One of the basic tenets of 12-step wisdom is that we all need help to find our way sometimes. This is true for me when I find myself awash in anxious thoughts and depressive states of mind. I know that one of the most self-caring actions I can take is to reach out to a friend for support. At the same time, I also experience one of the most insidious paradoxes of living with anxiety and depression: an aching, almost cellular loneliness combined with an inertial desire to isolate. I feel paralyzed and conflicted at times, and maintaining healthy relationships can feel complicated, scary, and hard. 

For much of my life, fear, shame, and self-doubt learned through childhood experiences colored many of my adult interactions.

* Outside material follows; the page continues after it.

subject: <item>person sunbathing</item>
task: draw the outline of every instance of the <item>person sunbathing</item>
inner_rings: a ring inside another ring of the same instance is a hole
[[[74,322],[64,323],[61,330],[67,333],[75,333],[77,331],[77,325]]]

This includes making plans, catching up with friends, and scheduling time with people. Family rupture, addiction, and dysfunction nurtured poor boundaries and unhealthy self-reliance from a tender age. This combination of characteristics often led me to say yes to people, events, and situations that did not serve me well. Over time, resentful acquiescence became a way of life and allowed many friendships to flourish, crash, and burn. I learned to equate friendship with giving myself away, then walking away to preserve myself. 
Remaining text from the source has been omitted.